I want to be very clear about our concerns with this piece of legislation, which I believe I have done. But I am also concerned about the broader questions of data security that arise from this government's failure to bring forward mandatory data breach notification provisions. This is a very, very acute situation, where it is highly personal and sensitive information, like your cervical cancer history, your cancer screening history, your cancer diagnosis history or the question of whether you are a trans man with a cervix. But there are other areas also affected by the failure to bring forward mandatory data breach notification provisions.
Specifically, there are concerns about the government's intention to look at outsourcing or privatising some other forms of data that are presently held by government, and, of course, some of those have been in the news recently and are the subject of some controversy.

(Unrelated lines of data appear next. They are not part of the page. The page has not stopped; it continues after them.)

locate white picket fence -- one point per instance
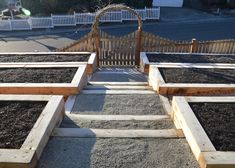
(76, 19)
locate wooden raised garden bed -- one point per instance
(27, 121)
(61, 58)
(155, 58)
(208, 125)
(29, 78)
(192, 80)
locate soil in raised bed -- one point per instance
(218, 121)
(45, 58)
(37, 75)
(17, 118)
(198, 75)
(182, 58)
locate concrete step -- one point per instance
(115, 133)
(119, 75)
(102, 83)
(117, 152)
(118, 92)
(73, 121)
(114, 87)
(100, 104)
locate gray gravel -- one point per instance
(162, 124)
(123, 75)
(118, 104)
(121, 153)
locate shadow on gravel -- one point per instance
(62, 152)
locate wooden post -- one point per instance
(97, 47)
(193, 46)
(138, 49)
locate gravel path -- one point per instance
(118, 104)
(113, 152)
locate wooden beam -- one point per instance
(92, 64)
(119, 83)
(17, 158)
(117, 92)
(114, 133)
(40, 133)
(75, 117)
(194, 133)
(144, 63)
(30, 151)
(78, 82)
(217, 159)
(43, 53)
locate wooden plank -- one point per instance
(30, 151)
(42, 129)
(114, 87)
(40, 64)
(157, 82)
(43, 53)
(10, 97)
(194, 133)
(155, 78)
(194, 65)
(92, 64)
(75, 117)
(117, 92)
(114, 133)
(79, 80)
(196, 89)
(144, 63)
(186, 53)
(120, 83)
(166, 104)
(217, 160)
(17, 158)
(69, 104)
(211, 99)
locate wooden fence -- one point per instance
(120, 51)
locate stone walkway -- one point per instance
(117, 121)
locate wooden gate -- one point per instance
(117, 51)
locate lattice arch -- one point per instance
(102, 12)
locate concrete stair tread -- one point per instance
(115, 133)
(114, 87)
(117, 122)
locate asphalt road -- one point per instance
(44, 40)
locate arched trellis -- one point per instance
(95, 28)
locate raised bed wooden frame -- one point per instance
(200, 144)
(32, 148)
(91, 64)
(145, 64)
(66, 89)
(157, 82)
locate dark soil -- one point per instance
(16, 120)
(198, 75)
(180, 58)
(44, 58)
(37, 75)
(218, 121)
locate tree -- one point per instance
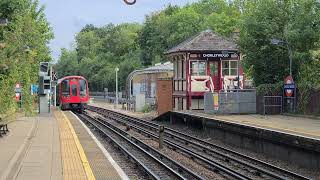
(293, 21)
(26, 39)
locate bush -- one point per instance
(146, 108)
(270, 89)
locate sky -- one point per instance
(67, 17)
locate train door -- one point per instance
(214, 74)
(74, 94)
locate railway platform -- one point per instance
(54, 146)
(291, 139)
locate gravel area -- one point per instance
(125, 164)
(180, 158)
(314, 174)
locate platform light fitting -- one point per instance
(3, 22)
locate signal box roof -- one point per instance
(70, 77)
(205, 41)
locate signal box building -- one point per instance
(206, 62)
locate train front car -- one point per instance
(73, 93)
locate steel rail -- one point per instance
(130, 155)
(153, 150)
(120, 134)
(203, 144)
(209, 162)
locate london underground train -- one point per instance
(73, 93)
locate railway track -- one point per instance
(217, 158)
(155, 164)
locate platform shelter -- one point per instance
(206, 62)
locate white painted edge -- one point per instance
(14, 165)
(120, 172)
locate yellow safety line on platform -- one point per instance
(83, 157)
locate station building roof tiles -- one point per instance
(205, 41)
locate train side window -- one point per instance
(74, 89)
(65, 88)
(83, 87)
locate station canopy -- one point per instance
(205, 41)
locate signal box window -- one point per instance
(65, 88)
(83, 87)
(198, 68)
(74, 90)
(229, 68)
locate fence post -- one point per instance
(264, 105)
(161, 135)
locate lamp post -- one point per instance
(116, 69)
(279, 42)
(3, 22)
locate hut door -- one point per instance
(214, 73)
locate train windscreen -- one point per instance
(65, 88)
(83, 87)
(74, 89)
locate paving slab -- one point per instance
(309, 127)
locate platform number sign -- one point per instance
(289, 87)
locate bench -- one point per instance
(4, 125)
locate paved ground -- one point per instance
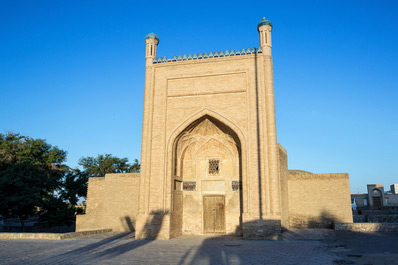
(316, 246)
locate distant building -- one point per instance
(376, 196)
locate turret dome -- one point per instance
(264, 21)
(152, 36)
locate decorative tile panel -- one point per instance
(189, 185)
(236, 185)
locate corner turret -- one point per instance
(152, 41)
(264, 28)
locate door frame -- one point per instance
(203, 215)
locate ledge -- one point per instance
(366, 227)
(51, 236)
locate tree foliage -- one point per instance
(102, 164)
(74, 185)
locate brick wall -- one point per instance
(319, 200)
(112, 202)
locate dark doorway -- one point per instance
(214, 214)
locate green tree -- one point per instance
(74, 186)
(102, 164)
(31, 170)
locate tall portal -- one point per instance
(209, 161)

Beyond speaking about that issue, I do think that this is an opportunity to speak about what a shame it is that this government has so comprehensively stuffed up the process for this bill. There is such strong bipartisan support for a National Cancer Screening Registry. There is such strong bipartisan support for the improvements to the cancer screening program—improvements that will actually see a situation where we will have an estimated 140 additional early diagnoses and preventions of cervical cancer every year. Those are the things that we strongly support for which there is strong bipartisan support. But to have a sneaky process of secretly doing a deal to set up a contract with a private firm before the election was called—on 26 May that become public—well in advance of any legislation tabled in this parliament for debate so that the Australian people could not even see the legislative framework that was going to surround this contract, and then to do so in a way that the health minister had to then rush out and defend it because she had done it behind closed doors and had not been straight with the Australian people, is a very great shame. To have so comprehensively failed to be able to help people in relation to their data security is also a very great shame.